深夜两点,滨海市的雨总是下得格外黏腻,像是一层洗不掉的油污,糊在城市的每一寸肌肤上。林默坐在“旧时光”古董修复室的角落里,指尖夹着一支早已熄灭的香烟,目光死死盯着桌上那张泛黄的旧地图。窗外雷声滚滚,闪电划破夜空的那一刻,他看见地图上那个被红笔圈出的坐标旁,画着一朵奇怪的符号——那不是普通的装饰,而是一朵风玫瑰。
风玫瑰,气象图上用来表示风向频率的统计图。但在林默眼里,它却是打开这座死城记忆的钥匙,也是通往那个被尘封十年的谜团的入口。
十年前的那个夏天,他的父亲,那位享誉业内的气象学家,在一场突如其来的台风夜离奇失踪。现场只留下了一张被撕碎的风玫瑰图,和一句让人摸不着头脑的遗言:“风有方向,但人心没有。”从那以后,林默便发誓要读懂这朵“花”,找出父亲失踪的真相。
“你看,这里的线条不对劲。”一个清冷的女声突然在身后响起。
林默浑身一僵,猛地回头。不知何时,苏清已经站在了工作台前。她穿着一件黑色的风衣,雨水顺着发梢滴落在地板上,发出轻微的声响。作为市警局最年轻的侧写师,苏清和林默之间有着一种微妙的默契——他们是搭档,也是彼此唯一能信任的人。
“哪里不对劲?”林默压下心中的惊讶,重新将目光投向地图。
“你看这个主风向,西北风,这是滨海市冬季的主导风向。但是,”苏清伸出纤细的手指,点在风玫瑰的一个次要分支上,“这里的频率异常高,高得不符合常理。而且,这个角度指向的方位,正是十年前你父亲失踪的那片废弃港口区。”
林默的心跳漏了一拍。他仔细端详着那个被红笔标记的角度,脑海中迅速构建起三维的空间模型。风玫瑰的每一根线条都代表着特定时间段内风向的频率和强度。如果那个高频分支不是偶然,那就意味着,在那个特定的时刻,有一股持续且强烈的气流,从那个方向吹来。
“如果这是一次人为制造的风场呢?”林默喃喃自语,眼中闪过一丝锐利的光芒。
苏清挑了挑眉,似乎对他的猜测并不意外。“你是说,有人在那里使用了大型风扇或者某种气流装置?”
“不仅仅是风扇。

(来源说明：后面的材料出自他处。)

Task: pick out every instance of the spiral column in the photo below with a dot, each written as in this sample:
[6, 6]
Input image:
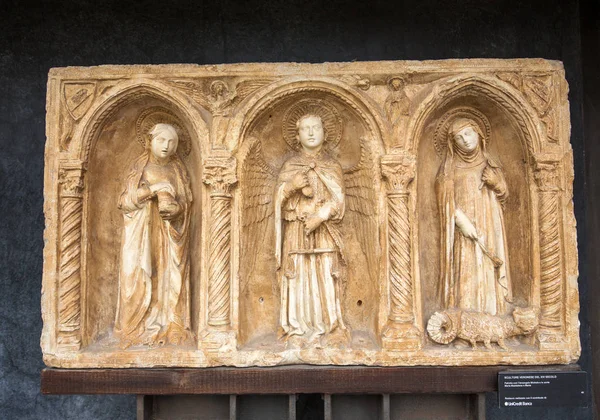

”林默站起身,走到窗前,看着外面倾盆大雨,“十年前的那场台风,风力达到了十二级。如果在台风眼中,或者在某个特定的地形结构下,风向会发生奇异的偏转。我父亲研究了一辈子的局部小气候,他一定发现了什么。”
他转身看向苏清,语气变得沉重:“苏清,我需要你帮我调取十年前那段时间,港口区所有的监控录像,尤其是气象站的原始数据。我要看看,在那天晚上,到底发生了什么。”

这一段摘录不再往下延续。